King Rajasekara, in due course of time completed the construction of the shrine and the sacred eighteen stairs leading to the temple complex. As the King mulled over the seemingly perplexing task of placing Dharmasastha's idol in the temple for darshan, he was reminded of the words of the Lord himself - the River Pampa is a holy river as River Ganga, Sabarimala is as holy as Kasi - Dharmasastha sent Parasuraman, who resurrected the land of Kerala from the bottom of the ocean, to Sabarimala; it was he who carved the figure of Lord Ayyappa and installed it on the day of Makarasankranthi. Every year, millions converge upon Sabarimala irrespective of caste or creed, with garlands and irumudis, chant paeans to Lord Ayyappa, bathe in holy river Pampa, climb up the eighteen stairs, hoping to catch a glimpse of Lord Ayyappa, the Dharmasastha.
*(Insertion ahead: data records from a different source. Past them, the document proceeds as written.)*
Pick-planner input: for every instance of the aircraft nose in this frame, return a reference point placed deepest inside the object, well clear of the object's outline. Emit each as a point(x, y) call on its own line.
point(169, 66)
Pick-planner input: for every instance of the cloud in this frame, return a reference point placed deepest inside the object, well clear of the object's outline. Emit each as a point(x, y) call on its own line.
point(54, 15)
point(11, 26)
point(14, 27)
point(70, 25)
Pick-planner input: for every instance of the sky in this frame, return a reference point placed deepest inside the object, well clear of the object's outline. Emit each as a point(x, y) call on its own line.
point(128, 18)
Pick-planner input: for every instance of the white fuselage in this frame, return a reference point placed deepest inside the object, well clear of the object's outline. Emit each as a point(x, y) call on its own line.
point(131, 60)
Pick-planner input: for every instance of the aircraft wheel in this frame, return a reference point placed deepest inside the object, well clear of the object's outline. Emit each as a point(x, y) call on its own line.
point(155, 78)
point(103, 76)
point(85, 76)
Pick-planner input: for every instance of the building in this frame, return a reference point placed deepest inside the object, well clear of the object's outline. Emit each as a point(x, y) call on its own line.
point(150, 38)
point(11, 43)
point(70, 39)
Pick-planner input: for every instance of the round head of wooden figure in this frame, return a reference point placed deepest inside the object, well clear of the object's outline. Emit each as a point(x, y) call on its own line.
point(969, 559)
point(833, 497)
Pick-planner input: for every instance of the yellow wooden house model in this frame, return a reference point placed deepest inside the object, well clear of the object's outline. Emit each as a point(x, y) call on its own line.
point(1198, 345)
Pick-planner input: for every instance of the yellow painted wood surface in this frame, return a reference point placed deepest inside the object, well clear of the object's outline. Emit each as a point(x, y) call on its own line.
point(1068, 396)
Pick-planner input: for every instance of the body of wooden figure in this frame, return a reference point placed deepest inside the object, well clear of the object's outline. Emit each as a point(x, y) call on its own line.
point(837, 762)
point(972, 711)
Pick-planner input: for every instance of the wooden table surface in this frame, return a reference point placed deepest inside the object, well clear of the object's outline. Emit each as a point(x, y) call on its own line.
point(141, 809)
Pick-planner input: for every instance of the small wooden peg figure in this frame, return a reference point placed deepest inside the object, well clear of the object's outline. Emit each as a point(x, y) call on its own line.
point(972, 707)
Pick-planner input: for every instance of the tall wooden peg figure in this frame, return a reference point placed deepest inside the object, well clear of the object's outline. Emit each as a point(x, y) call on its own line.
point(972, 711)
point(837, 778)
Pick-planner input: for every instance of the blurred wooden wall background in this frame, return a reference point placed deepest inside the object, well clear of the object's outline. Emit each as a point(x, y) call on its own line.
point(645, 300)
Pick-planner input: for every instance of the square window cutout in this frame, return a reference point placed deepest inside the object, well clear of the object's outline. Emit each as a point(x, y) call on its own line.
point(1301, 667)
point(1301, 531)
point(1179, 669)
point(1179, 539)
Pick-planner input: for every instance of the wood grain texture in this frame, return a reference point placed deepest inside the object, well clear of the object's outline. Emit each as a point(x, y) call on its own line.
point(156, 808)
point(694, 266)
The Jewel Casket is carried on head from the ancestral residence of the royal family of Pandalam to the Shrine on the day. A Garuda, the Brahaman kite, follows this ornaments-carrying procession, hovering about in the sky, After these ornaments are worn on the Lord the bird circles the temple in the sky three times and disappears. Excited by this sight the devotees begin to chant "Swamiye Saranam Ayyappa". A Star never seen before in the sky appears on the day of Makarajyothi day before the sighting of the Jyoti. A Jyoti is seen for a little time on the hilltop showing the presence of Swami Ayyappan gracing his devotees.